As part of the settlement, NEDLC agreed to pay HHS $300,640. According to NEDLC’s Resolution Agreement and the Corrective Action Plan, there were two potential violations by NEDLC. First, NEDLC allegedly failed to maintain appropriate safeguards to protect the privacy of PHI,” as required by 45 C.F.R. § 164.530(c). Second, NEDLC allegedly permitted the impermissible disclosure of PHI, in violation of Rule 45 C.F.R. § 164.502(a). The Corrective Action Plan requires NEDLC to develop, maintain and appropriately revise written policies and procedures in accordance with HIPAA.

Several highlights of the settlement include:

  1. Changes to Policies and Procedures. NEDLC must develop, maintain and revise, as necessary, its written HIPAA policies and procedures, and provide such policies and procedures to HHS for review and approval. NEDLC also must assess, update and revise, as necessary, such policies and procedures at least annually, or as needed, and seek HHS’s approval of the revised policies and procedures.

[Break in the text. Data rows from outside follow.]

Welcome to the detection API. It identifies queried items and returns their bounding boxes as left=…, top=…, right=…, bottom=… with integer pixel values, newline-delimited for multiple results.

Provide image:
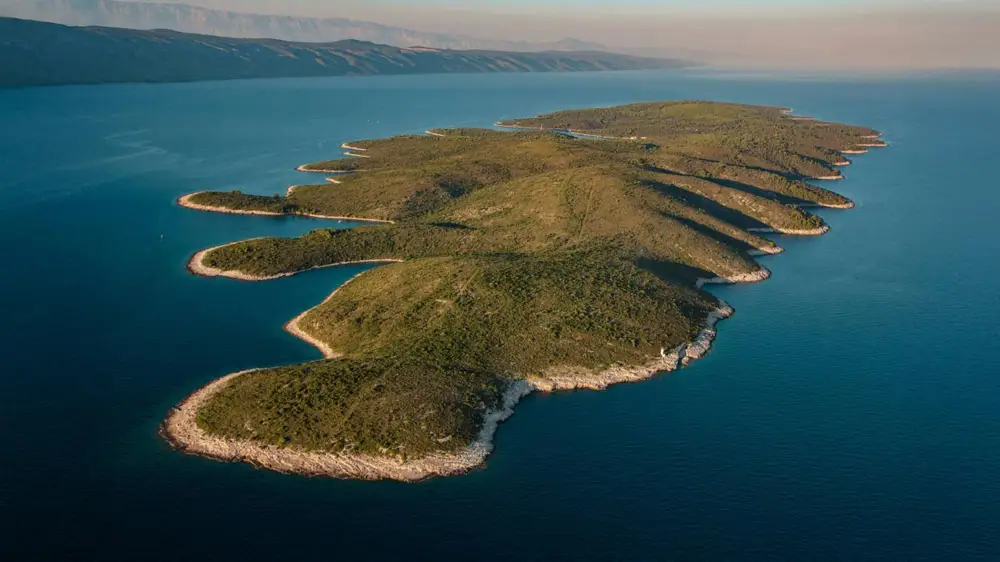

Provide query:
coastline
left=160, top=298, right=734, bottom=482
left=187, top=237, right=403, bottom=280
left=177, top=189, right=395, bottom=224
left=168, top=110, right=887, bottom=482
left=746, top=224, right=830, bottom=236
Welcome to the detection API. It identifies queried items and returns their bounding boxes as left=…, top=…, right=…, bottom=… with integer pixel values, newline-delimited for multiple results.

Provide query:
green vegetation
left=198, top=252, right=715, bottom=456
left=184, top=102, right=873, bottom=458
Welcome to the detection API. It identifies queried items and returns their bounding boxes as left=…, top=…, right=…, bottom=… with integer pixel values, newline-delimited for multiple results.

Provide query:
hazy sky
left=141, top=0, right=1000, bottom=68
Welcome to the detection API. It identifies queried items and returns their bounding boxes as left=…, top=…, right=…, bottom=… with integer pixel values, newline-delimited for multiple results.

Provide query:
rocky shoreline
left=187, top=238, right=403, bottom=282
left=161, top=115, right=886, bottom=482
left=177, top=189, right=395, bottom=224
left=160, top=298, right=733, bottom=482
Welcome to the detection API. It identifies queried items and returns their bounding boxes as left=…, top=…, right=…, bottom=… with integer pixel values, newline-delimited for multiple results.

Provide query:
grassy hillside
left=0, top=18, right=681, bottom=86
left=182, top=102, right=875, bottom=464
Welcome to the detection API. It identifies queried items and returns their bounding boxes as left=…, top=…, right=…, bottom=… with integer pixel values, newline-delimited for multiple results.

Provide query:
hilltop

  2. Designation of Privacy Official. NEDLC must designate a privacy official who is responsible for the development and implementation of NEDLC’s HIPAA policies and procedures, and a contact person or office who is responsible for receiving relevant complaints.
  3. Training Requirements. NEDLC must provide HHS with training materials for its workforce members and seek HHS’s approval of such training materials. NEDLC must also distribute the HIPAA policies and procedures to its workforce members and relevant business associates, and obtain a written compliance certification from all such individuals. NEDLC must provide HIPAA training for new workforce members, and all workforce members at least every 12 months. Each workforce member must certify, in electronic or written form, that they received training. NEDLC must review the training at least annually, and update the training where appropriate. NEDLC must promptly investigate, review, report to HHS, and sanction any workforce member that does not comply with its HIPAA policies and procedures.
  4. Implementation Report and Annual Report.  NEDLC is required to submit to HHS a written report summarizing the status of its implementation of the requirements provided set forth in the settlement, and annual compliance reports.